Sea Ice Around Antarctica Reaches a Record Low

Sea ice around Antarctica has reached a record low in four decades of observations, a new analysis of satellite images shows.

As of Tuesday, ice covered 750,000 square miles around the Antarctic coast, below the previous record low of 815,000 square miles in early March 2017, according to the analysis by the National Snow and Ice Data Center in Boulder, Colo.

“It’s really unprecedented,” said Marilyn N. Raphael, a professor of geography at the University of California, Los Angeles, who studies Antarctic sea ice. Warmer ocean temperatures may have played a role, she said, “but there are other factors that we will be working on finding out in the next months.”

Antarctic sea ice extent is highly variable from year to year, but overall has increased very slightly, on average, since the late 1970s, when satellite observations began. By contrast, sea ice extent in the Arctic, which is warming about three times as fast as other regions, has decreased by more than 10 percent a decade over the same period.

The two regions are very different. The Arctic Ocean covers high latitudes, including the North Pole itself, and is hemmed in by land masses. In the Southern Hemisphere, Antarctica covers the pole. The Southern Ocean, which surrounds the continent, begins at much lower latitudes and is open to the north.

While rapid warming in the Arctic is largely responsible for the shrinking of sea ice there, the effect of climate change on Antarctic sea ice is far less clear.

Edward Blanchard-Wrigglesworth, a climate scientist at the University of Washington, said that many scientists expect that global warming will eventually lead to declines in Antarctic sea ice. But right now, he said, “it’s really hard to connect the two, especially in terms of single events like this one.”

Instead, a complex group of factors is at play when it come to Antarctic sea ice. Large-scale atmospheric patterns, often occurring far from the continent, as well as local ocean currents and winds can all increase or reduce sea-ice coverage.

For instance, Dr. Blanchard-Wrigglesworth said, some research suggests that a strong El Niño in 2015 and 2016, when sea surface temperatures in the tropical Pacific were higher than normal, led to sharply lower sea ice coverage in 2016.

Ted Scambos, a senior researcher at the Earth Science and Observation Center at the University of Colorado, said in an email message that warmer than normal sea-surface temperatures in some areas around Antarctica may have played a role in the current minimum.

And Dr. Raphael said winds may also have had an effect, especially in the area of the Amundsen Sea on the continent’s western side. A region of low pressure air that regularly develops over the sea was especially strong this year, she said, and that resulted in stronger winds that may have driven more ice farther to the north, into warmer waters where it would melt faster.

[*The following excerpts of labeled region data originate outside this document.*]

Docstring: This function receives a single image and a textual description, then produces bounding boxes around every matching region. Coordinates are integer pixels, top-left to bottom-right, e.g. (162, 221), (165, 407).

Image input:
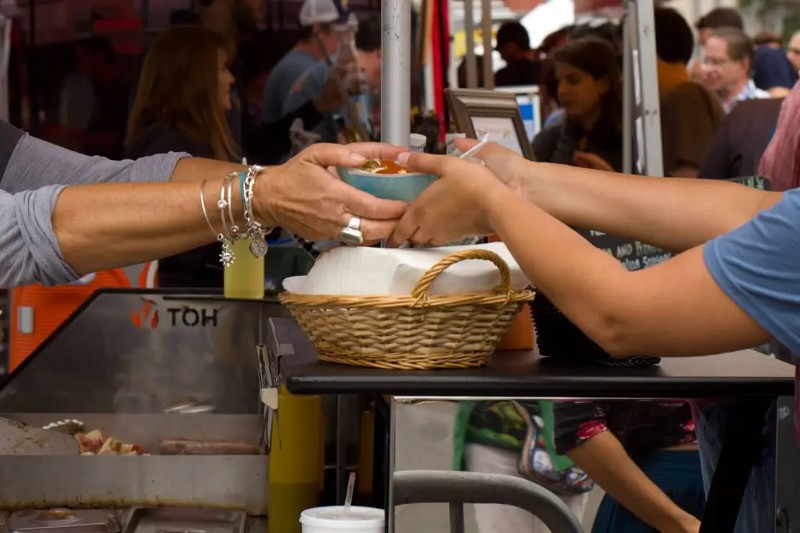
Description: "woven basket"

(280, 250), (534, 370)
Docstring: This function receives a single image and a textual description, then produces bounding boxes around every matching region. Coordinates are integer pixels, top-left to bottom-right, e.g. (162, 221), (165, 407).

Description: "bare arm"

(567, 431), (700, 533)
(391, 154), (769, 357)
(0, 144), (406, 287)
(463, 139), (781, 251)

While overall sea ice extent has only slightly increased since the late 1970s, the rate of increase began to accelerate in 2000, and ice extent reached a record high in 2014. But then something unexpected happened, Dr. Raphael said. It dropped drastically over the next three years, reaching the record low in 2017.

Since then sea ice extent rebounded, Dr. Raphael said, returning to roughly average levels by 2020.

Normally, she said, levels would then have continued to be average or above average for several years. But the new sharp drop this year occurred sooner. “It happened so quickly,” she said.

“That’s what makes this one unusual,” she added. After 2017, “the ice went back to normal but didn’t stay that way.”

Dr. Blanchard-Wrigglesworth said that to understand why the ice extent is so low now, researchers will have to examine how conditions might have shifted last year. “I wouldn’t be surprised if we find out that this is the result of changes in winds over the last three to six months,” he said.

The low sea ice extent has been noticeable in the Weddell Sea, east of the Antarctic Peninsula, which because of its circular current retains much more ice from year to year than the other parts of the Antarctic coast. A group of scientists and explorers encountered relatively mild ice conditions while venturing into the sea this month in search of the wreck of Endurance, Ernest Shackleton’s ship, which sank during an Antarctic expedition in 1915.

This year’s ice extent could dip even lower, depending on the weather, but should soon start increasing as temperatures begin to drop heading into the Antarctic fall and winter. Ice coverage reaches a maximum each year around the end of September. The average maximum over four decades is more than 7 million square miles.

Dr. Blanchard-Wrigglesworth said that events like this one and the previous record low offered researchers an opportunity to better understand the connection between climate change and sea ice in Antarctica. “A valid new research question might be, are these the first few indications that there is starting to be a reversal in the long-term trends?” he said.